“I tell you what it is,” said I, “I’ll back the pony he’s left here to trot his twelve miles an hour on the road.”
“Bosh!” says Barclay of the 112th. “I’ve seen him, and I’ll lay you a thousand rupees even he doesn’t.”
“Done!” said I, whacking my hand down on the table.
“And I’ll lay another thousand,” says another fellow.
“Done with you too,” said I.
Every one began to stare a bit then.
“Go to bed, Paddy,” says the Colonel, “you’re making an exhibition of yourself.”
“Thank you, sir; I know pretty well what I’m talking about,” said I; but, by George, I began privately to think I’d better pull myself together a bit, and I got out my book and began to hedge—laid three to one on the pony to do eleven miles in the hour, and four to one on him to do ten—all the fellows delighted to get their money on. I was to choose my own ground, and to have a fortnight to train the pony, and by the time I went to bed I stood to lose about L1,000.
Somehow in the morning I didn’t feel quite so cheery about things—one doesn’t after a big night—one gets nasty qualms, both mental and the other kind. I went out to look after the pony, and the first thing I saw by way of an appetiser was Biddy, with a face as long as my arm. Biddy, I should explain, was a chap called Biddulph, in the Artillery; they called him Biddy for short, and partly, too, because he kept a racing stable with me in those days, I being called Paddy by every one, because I was Irish—English idea of wit—Paddy and Biddy, you see.

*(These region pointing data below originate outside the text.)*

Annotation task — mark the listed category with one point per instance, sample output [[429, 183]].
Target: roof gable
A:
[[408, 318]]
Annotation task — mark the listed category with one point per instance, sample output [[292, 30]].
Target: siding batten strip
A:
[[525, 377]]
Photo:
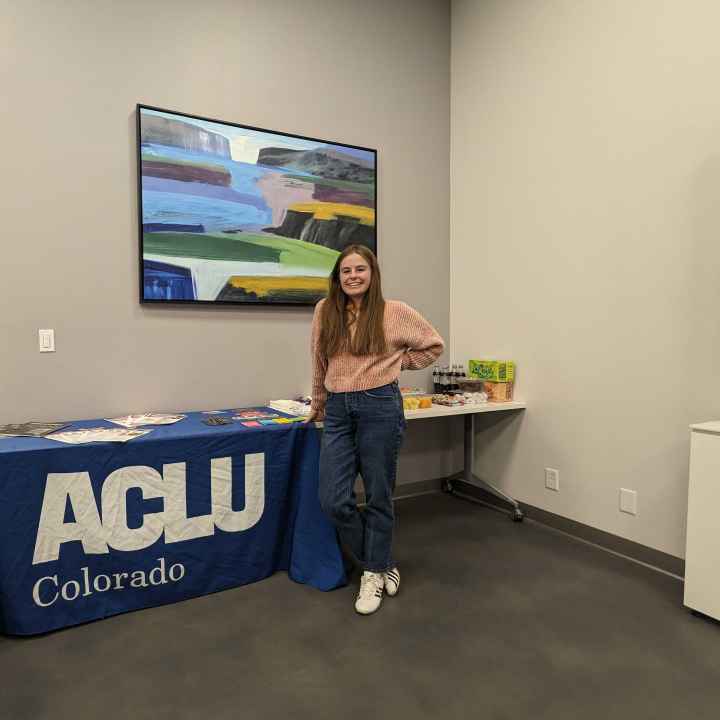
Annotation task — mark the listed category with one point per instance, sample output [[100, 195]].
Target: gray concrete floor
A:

“Well,” said he, “I hear you’ve about gone and done it this time. The 112th are going about with trumpets and shawms, and looking round for ways to spend that thousand when they get it. There are to be new polo ponies, a big luncheon, and a piece of plate bought for the mess, in memory of that benefactor of the regiment, the departed bagman. Well, now, let’s see the pony. That’s what I’ve come down for.”
I’m hanged if the brute didn’t look more vulgar and wretched than ever when he was brought out, and I began to feel that perhaps I was more parts of a fool than I thought I was. Biddy stood looking at him there with his under-lip stuck out.
“I think you’ve lost your money,” he said. That was all, but the way he said it made me feel conscious of the shortcomings of every hair in the brute’s ugly hide.
“Wait a bit,” I said, “you haven’t seen him going yet. I think he has the heels of any pony in the place.”
I got a boy on to him without any more ado, thinking to myself I was going to astonish Biddy. “You just get out of his way, that’s all,” says I, standing back to let him start.
If you’ll believe it, he wouldn’t budge a foot!—not an inch—no amount of licking had any effect on him. He just humped his back, and tossed his head and grunted—he must have had a skin as thick as three donkeys! I got on to him myself and put the spurs in, and he went up on his hind legs and nearly came back with me—that was all the good I got of that.